The dug-out-canoe was a beautiful example of craftsmanship, made from a beautiful tree; it was a dark color with original designs that only a tree that size could provide. I was instructed by Cervando to sit in the middle and be still. Could he sense that my swimming skills are not as good or was he just being a gentleman?
We arrived to the other side about half an hour later and began trekking up the mountain. We walked at a fast pace, after about 2 hours, Dennis called Cervando and me over to were he was standing; showing us a rattle snake that had just crossed over his path. It was big and beautiful.
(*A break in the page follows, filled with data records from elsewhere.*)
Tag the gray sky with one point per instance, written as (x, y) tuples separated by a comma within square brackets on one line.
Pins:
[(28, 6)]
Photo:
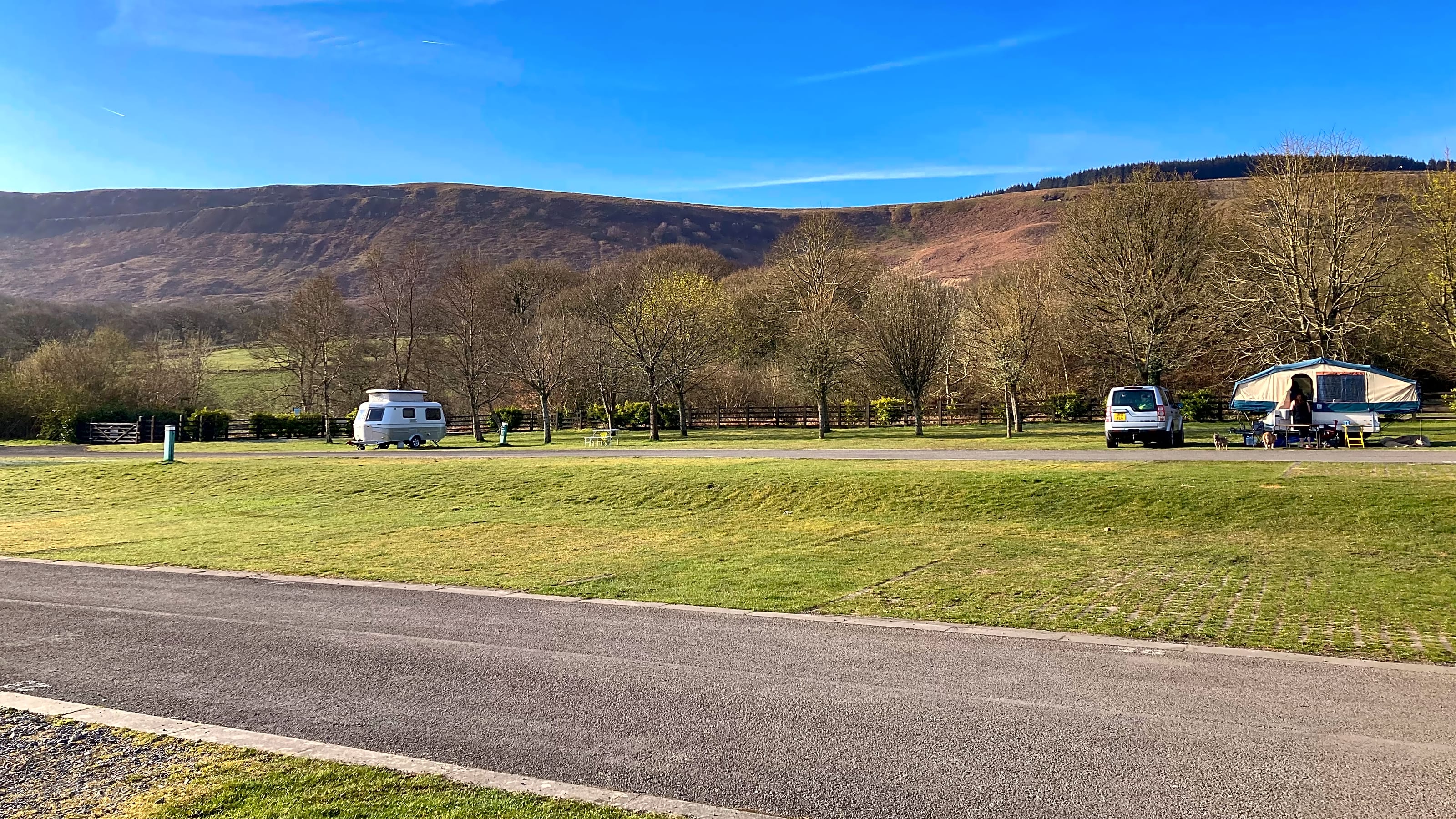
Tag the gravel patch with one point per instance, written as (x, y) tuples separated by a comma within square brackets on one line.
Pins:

The second Cervando saw it he wanted to go over the "alambrado" (wire fence) with his machete in hand. We asked him to please let it be. Half an hour later we found the confluence.
On our way back, Dennis and I were very tired. Cervando could walk faster than us. When I reached him, he was whistling, smiling. Dennis was throwing up his water just as soon as he drank it. I felt like I could not give one more step. There were occasions in which I encountered a big stone in my way; my mind had to double think what to do? Go around it? Walk over it? Jump over it?
We made it back to the shore. This time I had to help row because Dennis was feeling very ill. When we reached the other side, Cervando and I carried the ores back to the house while Dennis lay on the fresh grass with his eyes open, breathing hard…
Before we made it back to the hotel, Don Cervando gave us water to drink. We took some photos and shared with them some items such as new blue jeans and shirts for the boys, toothbrushes and some women’s clothing items for the mother and daughter. Dennis gave them some money for the use of their canoe and gave Cervando some money. He made sure to tell Doña Gloria how brave her son had been. She was a bit disappointed that we did not let him kill the snake: For medicinal purposes, she said; it would have been good! He had the biggest smile on his face. He was the one who brought lots of money to the household for that day. We were accomplished and very tired!
Just as we were saying goodbye, the children pointed at Dennis’ arm, he had a tick sucking his blood. Instantly I felt mine, I had three of them. The children were very helpful helping us get rid of them.